Are we actually seeing the beginnings of the move away from a (two) party system in politics? Before you cynically laugh off this idea, there are a number of trends pointing in this direction.First, there is a fairly strong independent streak among the youngest generation of voters, the Millennials. Recent numbers from a
Pew Research Poll shows that the Millennial generation (roughly ages 18-32) identify as independent rather than identify with any particular party. The poll also suggests that Millennials actually have strong political feelings, with a majority having more liberal views.

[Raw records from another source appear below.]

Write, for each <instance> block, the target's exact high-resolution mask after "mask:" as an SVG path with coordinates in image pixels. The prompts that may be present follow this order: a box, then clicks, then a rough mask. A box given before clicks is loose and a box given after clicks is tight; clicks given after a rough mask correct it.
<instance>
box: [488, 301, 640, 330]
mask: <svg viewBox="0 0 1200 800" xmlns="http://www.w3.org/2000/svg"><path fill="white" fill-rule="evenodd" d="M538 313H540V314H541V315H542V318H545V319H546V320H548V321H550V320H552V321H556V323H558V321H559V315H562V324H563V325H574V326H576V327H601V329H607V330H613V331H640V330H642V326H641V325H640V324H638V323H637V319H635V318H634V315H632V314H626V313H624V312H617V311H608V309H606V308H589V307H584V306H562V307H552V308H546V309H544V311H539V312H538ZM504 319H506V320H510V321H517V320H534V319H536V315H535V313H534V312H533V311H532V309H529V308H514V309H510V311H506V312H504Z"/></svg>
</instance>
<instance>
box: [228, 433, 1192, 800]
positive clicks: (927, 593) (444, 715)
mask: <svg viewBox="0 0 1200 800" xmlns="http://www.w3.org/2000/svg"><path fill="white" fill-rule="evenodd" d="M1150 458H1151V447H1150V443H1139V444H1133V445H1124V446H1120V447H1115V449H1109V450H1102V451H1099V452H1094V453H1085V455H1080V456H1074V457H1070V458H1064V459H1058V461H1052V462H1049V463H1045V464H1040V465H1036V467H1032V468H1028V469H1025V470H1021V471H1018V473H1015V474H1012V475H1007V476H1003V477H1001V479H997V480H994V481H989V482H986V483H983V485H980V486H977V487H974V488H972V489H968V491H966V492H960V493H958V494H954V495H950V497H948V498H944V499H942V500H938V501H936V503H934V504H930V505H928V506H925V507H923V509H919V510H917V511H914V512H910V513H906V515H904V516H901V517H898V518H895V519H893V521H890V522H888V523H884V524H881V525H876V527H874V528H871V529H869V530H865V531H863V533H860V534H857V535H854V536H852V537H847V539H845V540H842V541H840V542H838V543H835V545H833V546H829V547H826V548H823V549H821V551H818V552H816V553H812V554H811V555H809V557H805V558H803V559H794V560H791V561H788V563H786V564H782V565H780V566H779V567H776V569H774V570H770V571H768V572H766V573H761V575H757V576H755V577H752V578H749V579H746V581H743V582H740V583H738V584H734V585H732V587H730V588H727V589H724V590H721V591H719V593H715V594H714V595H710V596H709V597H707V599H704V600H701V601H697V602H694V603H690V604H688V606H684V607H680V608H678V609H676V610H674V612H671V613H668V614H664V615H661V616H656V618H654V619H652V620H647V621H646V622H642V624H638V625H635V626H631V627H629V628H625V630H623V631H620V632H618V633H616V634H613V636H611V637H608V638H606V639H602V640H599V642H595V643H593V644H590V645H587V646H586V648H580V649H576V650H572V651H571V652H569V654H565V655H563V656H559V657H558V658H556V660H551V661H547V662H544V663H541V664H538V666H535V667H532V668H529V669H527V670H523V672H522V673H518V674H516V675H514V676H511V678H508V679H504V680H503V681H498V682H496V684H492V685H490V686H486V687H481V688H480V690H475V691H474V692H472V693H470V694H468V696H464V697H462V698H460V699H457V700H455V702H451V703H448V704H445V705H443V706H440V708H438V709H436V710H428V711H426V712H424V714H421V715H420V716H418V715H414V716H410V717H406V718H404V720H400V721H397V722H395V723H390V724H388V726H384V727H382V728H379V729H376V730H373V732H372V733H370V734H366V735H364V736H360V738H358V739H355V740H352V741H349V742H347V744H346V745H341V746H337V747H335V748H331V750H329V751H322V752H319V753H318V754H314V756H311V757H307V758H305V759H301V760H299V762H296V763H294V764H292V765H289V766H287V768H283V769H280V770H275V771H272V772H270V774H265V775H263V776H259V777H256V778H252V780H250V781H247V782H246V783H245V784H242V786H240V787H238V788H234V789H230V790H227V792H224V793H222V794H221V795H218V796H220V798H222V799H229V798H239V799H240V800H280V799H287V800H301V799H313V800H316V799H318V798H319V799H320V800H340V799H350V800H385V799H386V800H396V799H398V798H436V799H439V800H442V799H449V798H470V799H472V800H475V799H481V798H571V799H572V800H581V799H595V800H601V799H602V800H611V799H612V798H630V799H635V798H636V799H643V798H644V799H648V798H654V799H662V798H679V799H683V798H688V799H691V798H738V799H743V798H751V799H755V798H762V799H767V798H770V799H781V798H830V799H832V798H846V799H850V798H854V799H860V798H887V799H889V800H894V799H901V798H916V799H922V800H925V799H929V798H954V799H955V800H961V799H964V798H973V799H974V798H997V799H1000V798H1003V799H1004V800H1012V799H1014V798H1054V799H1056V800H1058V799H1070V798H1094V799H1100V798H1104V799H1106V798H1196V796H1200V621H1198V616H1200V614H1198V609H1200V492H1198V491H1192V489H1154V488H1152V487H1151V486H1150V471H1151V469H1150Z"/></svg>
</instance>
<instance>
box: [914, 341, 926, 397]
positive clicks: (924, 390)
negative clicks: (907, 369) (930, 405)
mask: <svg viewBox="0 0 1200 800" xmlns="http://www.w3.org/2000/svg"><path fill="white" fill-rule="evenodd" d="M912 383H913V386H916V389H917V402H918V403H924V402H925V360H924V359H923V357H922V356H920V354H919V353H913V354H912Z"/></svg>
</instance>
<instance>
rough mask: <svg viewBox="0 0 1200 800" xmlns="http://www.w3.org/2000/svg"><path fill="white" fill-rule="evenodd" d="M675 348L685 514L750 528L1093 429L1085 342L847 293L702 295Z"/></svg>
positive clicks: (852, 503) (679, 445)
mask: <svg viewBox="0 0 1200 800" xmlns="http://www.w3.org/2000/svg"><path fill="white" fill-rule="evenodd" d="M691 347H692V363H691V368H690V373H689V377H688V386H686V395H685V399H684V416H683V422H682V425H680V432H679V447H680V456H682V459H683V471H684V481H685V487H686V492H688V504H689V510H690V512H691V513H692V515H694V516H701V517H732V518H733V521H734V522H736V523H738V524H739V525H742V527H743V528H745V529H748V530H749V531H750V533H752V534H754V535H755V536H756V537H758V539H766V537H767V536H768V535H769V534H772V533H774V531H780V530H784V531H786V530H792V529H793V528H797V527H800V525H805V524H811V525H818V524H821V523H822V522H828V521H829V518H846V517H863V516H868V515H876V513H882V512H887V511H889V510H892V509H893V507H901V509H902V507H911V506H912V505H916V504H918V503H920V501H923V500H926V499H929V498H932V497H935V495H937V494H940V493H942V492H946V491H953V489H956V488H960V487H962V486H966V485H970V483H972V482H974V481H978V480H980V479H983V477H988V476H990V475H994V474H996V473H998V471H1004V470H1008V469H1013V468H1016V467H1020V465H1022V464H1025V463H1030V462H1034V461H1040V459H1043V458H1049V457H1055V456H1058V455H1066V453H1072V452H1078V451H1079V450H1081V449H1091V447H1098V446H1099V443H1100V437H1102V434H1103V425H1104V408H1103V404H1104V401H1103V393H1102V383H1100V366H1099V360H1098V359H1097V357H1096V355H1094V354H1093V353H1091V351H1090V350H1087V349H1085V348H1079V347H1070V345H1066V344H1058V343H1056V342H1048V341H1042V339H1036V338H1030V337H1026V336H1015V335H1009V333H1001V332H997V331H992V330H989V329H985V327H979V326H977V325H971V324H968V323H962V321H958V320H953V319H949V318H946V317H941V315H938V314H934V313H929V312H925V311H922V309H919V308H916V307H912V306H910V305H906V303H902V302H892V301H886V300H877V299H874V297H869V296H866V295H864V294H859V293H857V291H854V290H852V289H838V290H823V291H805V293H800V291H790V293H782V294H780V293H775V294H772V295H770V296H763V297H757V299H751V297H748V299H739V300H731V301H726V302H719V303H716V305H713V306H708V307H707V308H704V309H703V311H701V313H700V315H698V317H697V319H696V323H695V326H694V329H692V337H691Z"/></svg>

It has been reported elsewhere that Millennials are more put off by partisan politics, going hand-in-hand with their embrace of independent political principles.
Second, with the ever-increasing partisanship in Washington, a backlash has occurred with the emergence of bipartisan groups like No Labels working to make sure government leaders focus on governance rather than bickering. No Labels offers a place for non-partisanship to flourish. The group has been successful in a number of initiatives, including the Make Government Work and Make the Presidency Work action plans and promotion of the “Problem Solvers.”
The organization continues to add “Problem Solver” legislators to its ranks.And finally, although least positively, changes in campaign finance laws which have helped fuel the growth of Super PACs. The size of these PACs and the ability to concentrate resources (read: money) on a particular candidate or group of candidates provides less incentive for a person to run on a particular party platform, particularly when that party may not have traction in a certain location.
So what does it all mean? Are political parties of the way of the past? Maybe, but even with all these changes, the parties remain strong and a source of cohesion and power.
What the data suggests, however, is that we may be moving toward a sizable shift in politics driven by increased demand for bipartisanship and good governance, the Millennial generations dissatisfaction with being labeled as either Democrat or Republican, and the ostentatious increase in money in politics through non-political party organizations. Whether all this means the political party system is a thing of the past (for good or bad reasons) or the parties will adapt to these changes, we will have to wait to find out.